Jedes Jahr treffen sich die Präsidenten der Landwirtschaftskammern, um über aktuelle Herausforderungen zu sprechen. Am Freitag waren die Präsidenten in Mellau im Bregenzerwald zu Gast. Auch Landwirtschaftsminister Norbert Totschnig ist angereist.

Landwirtschaftsminister im Bregenzerwald

Der Klimawandel setzt gerade den heimischen Wäldern massiv zu. Dagegen soll ein mit 350 Millionen Euro ausgestatteter Waldfonds helfen. Ob die Millionen wirken, das hat sich der neue Landwirtschaftsminister Norbert Totschnig (ÖVP) im Bregenzerwald angesehen.
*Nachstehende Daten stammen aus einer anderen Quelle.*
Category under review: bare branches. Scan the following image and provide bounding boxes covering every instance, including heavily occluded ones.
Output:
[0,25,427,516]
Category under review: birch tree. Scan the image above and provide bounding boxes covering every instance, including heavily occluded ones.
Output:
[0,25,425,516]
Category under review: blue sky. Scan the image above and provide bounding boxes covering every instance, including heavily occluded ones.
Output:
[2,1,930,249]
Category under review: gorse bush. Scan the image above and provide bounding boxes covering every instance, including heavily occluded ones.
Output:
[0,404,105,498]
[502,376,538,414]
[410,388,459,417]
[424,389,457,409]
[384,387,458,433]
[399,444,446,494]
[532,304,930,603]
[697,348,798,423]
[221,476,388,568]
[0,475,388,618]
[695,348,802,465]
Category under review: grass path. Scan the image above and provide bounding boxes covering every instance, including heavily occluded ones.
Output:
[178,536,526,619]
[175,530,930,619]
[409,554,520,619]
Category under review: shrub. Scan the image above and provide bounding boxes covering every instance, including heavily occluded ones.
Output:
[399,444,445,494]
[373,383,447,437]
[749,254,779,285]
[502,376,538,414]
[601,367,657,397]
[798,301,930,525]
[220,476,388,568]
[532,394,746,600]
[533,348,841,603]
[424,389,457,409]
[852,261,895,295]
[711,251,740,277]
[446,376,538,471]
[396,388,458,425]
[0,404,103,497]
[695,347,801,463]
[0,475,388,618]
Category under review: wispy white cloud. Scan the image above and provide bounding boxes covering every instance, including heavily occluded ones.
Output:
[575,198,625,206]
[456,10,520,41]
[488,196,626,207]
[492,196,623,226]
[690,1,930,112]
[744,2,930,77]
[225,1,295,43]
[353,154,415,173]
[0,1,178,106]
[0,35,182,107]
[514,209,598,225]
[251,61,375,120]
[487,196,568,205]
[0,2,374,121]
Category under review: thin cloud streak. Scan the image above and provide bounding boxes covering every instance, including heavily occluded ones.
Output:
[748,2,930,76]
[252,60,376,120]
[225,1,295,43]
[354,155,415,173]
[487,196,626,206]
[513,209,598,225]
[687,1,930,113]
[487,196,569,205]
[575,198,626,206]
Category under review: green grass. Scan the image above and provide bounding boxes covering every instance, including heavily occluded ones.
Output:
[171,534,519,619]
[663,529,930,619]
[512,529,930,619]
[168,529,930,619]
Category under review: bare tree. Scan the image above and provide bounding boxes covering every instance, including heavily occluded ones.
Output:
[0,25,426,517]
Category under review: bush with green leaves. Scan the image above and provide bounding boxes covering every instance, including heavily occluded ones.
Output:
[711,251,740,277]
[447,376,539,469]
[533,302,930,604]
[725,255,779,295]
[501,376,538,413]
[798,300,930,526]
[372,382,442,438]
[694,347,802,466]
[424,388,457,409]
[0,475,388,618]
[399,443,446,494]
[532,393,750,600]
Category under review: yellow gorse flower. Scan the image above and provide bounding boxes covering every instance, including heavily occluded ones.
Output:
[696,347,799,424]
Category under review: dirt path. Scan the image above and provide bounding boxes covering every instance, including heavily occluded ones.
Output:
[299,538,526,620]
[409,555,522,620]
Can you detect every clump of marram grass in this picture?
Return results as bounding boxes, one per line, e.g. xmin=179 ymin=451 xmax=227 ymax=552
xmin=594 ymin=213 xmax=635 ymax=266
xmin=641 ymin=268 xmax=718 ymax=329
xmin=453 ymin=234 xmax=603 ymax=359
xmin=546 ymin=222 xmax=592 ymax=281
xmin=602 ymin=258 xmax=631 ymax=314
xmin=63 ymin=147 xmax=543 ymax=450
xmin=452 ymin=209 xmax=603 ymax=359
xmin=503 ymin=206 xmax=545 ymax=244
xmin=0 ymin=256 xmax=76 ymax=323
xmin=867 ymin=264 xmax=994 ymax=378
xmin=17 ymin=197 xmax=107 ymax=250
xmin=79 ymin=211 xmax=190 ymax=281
Denn zu besprechen gibt es genug: Klimawandel, Teuerung und der Ukraine-Krieg machen den Bauern zu schaffen. Zudem könne Düngemittel knapp werden. Der Forstwirtschaft geht es nicht anders: Auch Wälder kämpfen mit der Hitze. Im Interview mit Radio Vorarlberg sagt Totschnig, wie versucht wird, Wälder klimafit zu machen. Außerdem spricht er über Düngemittel, Erdgas und Biogas.

ORF Vorarlberg: Die Klimaerwärmung birgt für Wälder große Gefahren. Die Zusammensetzung der Bäume ändert sich, der Borkenkäfer ist eine ständige Bedrohung. Die aktuelle Trockenheit lässt die Waldbrandgefahr steigen. Wie geht es denn dem Vorarlberger Wald?

Totschnig: Das ist abhängig von der Höhenlage. In tieferen Lagen kommen Bäume wie die Fichte zunehmend unter Druck. Das heißt, auch in Vorarlberg wird es wichtig, den Wald klimafit zu machen. Das sind Mischwälder, die hitzeresistent sind. Darum erhält Vorarlberg aus dem Waldfonds 6,5 Millionen Euro. Insgesamt macht der Fonds 350 Millionen aus. Übrigens: Der Wald wird in Österreich größer, und zwar sechs Hektar pro Tag. Das sind 2.300 Hektar in den letzten fünf Jahren. Seit den 60er-Jahren wird weniger Wald entnommen, als er zuwächst.

ORF Vorarlberg: Wie weit ist die Politik nur Getriebene des Klimawandels? Kann man den Wald komplett an die Klimaerwärmung anpassen?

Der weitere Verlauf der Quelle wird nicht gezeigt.